Earle Strebe started showing movies at the Stevens School auditorium in 1927. The Riverside Press Enterprise reported Earle, as a bellboy at the Desert Inn, got his experience running the movie projectors two nights a week in the lounge for a dollar a week. As Palm Springs Life notes, the Oasis Hotel soon asked him to run their projectors, furthering his reputation. After the Steven School Theatre became successful the 24-year-old Strebe was forced to give up his job at the Desert Inn. Film Daily Year Book 1931 lists a ‘Community’ theatre with 200 seats.
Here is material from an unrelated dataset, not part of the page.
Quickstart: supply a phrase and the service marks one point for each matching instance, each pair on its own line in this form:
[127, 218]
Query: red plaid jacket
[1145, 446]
Mr. Strebe’s next theatre’s were the Palm Springs (Village) Theatre in November 1932, the El Paseo Theatre in 1935 and the Plaza Theatre in 1936. The Desert Sun archives provides a trove of information on Strebe’s years of a councilman and civic leader. His partner and mother-in-law was Zaddie Bunker, known as ‘the flying great-grandmother’, who was featured on the ‘This Is Your Life’ television program in 1959.
Mr. Strebe, with the help of family members, at one time or another, operated California theatre’s in Big Bear, Crestline, Idyllwild, Lake Arrowhead, Newport Beach, San Bernardino, and Las Vegas, Nevada.
Earle passed on in September 1994 and his name is on the Palm Springs Star Walk in front of the Plaza Theatre.